Whatever.  The point is: she does turn.  And what self thinks is really moving is: Even though Bullock’s character is a lonely, isolated soul, with no family or children to keep living for, at some point she decides that just HER OWN LIFE is worth fighting for.  And she WILL fight.  Even if it means going out again in space and donning that awful space suit!  Even though she’s seen what can happen “out there.”  But if it’s the only chance she has to survive, my golly she will do it!

And self particularly liked the editing here, because the change wasn’t shown by Dr. Ryan suddenly having a different expression on her face, or anything so obvious as that.  No.  We only realized that Dr. Ryan had decided to FIGHT FOR HER LIFE when she re-appeared, outside the shuttle in that bulky, awful, ungainly space suit.  And we didn’t even realize what we were realizing, not until much, much later.

More thoughts are tumbling out of self’s head about “Gravity” and Bullock’s character, but you know, self also happens to teach and she thinks this is enough of a break for the day.

Stay tuned.

Anthony Lane on Peter Weir

And here is self, curled up in bed, reading yet another New Yorker (She might as well go ahead and renew her subscription.  Yes, she’d better), this one of January 31, 2011.

She’s reading an Anthony Lane review of Peter Weir’s latest movie, “The Way Back” (She’s missed him since “Master and Commander,” one of her 10 Favorite Films of All Time —  along with “Platoon,” “The Usual Suspects,” “L.A. Confidential,” “Alien,” “Blade Runner,” “Lantana” —  Self’s list keeps changing, but Peter Weir’s “Master and Commander” is pretty much a constant).

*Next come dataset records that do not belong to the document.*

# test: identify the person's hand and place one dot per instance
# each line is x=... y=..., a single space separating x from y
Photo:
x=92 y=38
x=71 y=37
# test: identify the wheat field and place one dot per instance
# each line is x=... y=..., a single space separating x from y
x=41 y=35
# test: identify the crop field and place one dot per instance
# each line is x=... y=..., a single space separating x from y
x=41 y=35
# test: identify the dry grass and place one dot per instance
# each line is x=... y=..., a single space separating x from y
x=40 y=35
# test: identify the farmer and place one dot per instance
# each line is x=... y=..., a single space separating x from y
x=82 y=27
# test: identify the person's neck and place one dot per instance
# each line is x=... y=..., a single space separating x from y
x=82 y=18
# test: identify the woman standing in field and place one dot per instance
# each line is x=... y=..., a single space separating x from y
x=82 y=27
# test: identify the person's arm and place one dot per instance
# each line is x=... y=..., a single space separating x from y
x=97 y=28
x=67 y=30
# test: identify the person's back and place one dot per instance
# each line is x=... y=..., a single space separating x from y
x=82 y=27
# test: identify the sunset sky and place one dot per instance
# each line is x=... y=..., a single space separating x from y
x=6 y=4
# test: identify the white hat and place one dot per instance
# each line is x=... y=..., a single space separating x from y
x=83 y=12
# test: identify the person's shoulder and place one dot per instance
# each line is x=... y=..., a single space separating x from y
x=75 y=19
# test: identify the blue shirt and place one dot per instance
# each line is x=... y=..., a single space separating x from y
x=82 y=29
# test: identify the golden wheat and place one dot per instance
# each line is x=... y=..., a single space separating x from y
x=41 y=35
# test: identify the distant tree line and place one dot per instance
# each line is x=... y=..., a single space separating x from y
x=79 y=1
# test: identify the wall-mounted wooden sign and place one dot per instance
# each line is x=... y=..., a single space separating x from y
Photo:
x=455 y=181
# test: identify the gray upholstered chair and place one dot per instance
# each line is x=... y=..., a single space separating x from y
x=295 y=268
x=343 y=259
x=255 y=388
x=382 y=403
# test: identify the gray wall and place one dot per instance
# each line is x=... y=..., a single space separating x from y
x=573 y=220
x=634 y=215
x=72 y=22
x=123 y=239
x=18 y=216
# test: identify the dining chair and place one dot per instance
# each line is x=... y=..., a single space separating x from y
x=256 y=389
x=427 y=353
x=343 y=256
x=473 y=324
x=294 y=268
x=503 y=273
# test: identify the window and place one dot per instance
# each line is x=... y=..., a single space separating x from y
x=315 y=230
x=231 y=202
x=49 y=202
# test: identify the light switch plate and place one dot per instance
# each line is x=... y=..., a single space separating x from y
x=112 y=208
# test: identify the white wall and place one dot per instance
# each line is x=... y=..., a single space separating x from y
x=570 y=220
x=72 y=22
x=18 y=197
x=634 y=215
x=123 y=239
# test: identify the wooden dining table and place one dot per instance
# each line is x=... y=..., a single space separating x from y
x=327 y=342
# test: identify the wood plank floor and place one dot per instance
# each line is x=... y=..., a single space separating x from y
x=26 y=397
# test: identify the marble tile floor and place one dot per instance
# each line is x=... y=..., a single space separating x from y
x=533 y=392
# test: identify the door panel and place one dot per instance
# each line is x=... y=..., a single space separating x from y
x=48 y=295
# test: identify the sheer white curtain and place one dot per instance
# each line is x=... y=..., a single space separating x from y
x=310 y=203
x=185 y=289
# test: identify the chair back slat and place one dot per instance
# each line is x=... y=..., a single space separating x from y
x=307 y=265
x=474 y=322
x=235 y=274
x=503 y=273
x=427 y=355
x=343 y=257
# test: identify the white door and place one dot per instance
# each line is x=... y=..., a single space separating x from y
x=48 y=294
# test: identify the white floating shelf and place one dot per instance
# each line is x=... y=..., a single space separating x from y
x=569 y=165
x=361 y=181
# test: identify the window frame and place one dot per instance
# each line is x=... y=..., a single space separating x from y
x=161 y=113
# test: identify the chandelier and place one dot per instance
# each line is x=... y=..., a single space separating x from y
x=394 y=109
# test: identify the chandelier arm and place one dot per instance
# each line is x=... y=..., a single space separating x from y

Anyhoo, Lane gives a re-cap of some of Peter Weir’s past movies, and fails to mention:  a) “Last Picnic at Hanging Rock” b) “Witness” and c) “Master and Commander.”  He does get in mention of one of self’s least-favorite Peter Weir movies, “The Truman Show.”  And another that she has never seen:  “Green Card,” in which, according to Lane, “jungle music thrummed at night” through Andie MacDowell’s apartment while “she and Gerard Depardieu lay in separate rooms, awake with unappeasable lust.”  (Sold! Self will rent this one from Netflix, soon as she’s finished viewing “Splice”!)

Here’s Lane again, killing self with witticisms:  He has praise for Ed Harris, who “plays an American known as Smith.”  Someone asks him for a first name.  “Mr.,” he replies.  This is a movie about men who escape from a Stalinist prison camp, but while Harris’ features are appropriately “riven and desperate,” the “rest of the actors, through no fault of their own, never look as shrivelled by hunger as they should.”

And then Lane goes on to reveal aspects of the plot, and —  Stop right there, self! You know you’ll see this movie, no matter what!

So self decides to stop reading.  She does think it is pretty amazing that this movie is based on a true story, and some of the escapees did make it to freedom, “crossing the Himalayas into India after a trek of some four thousand miles.”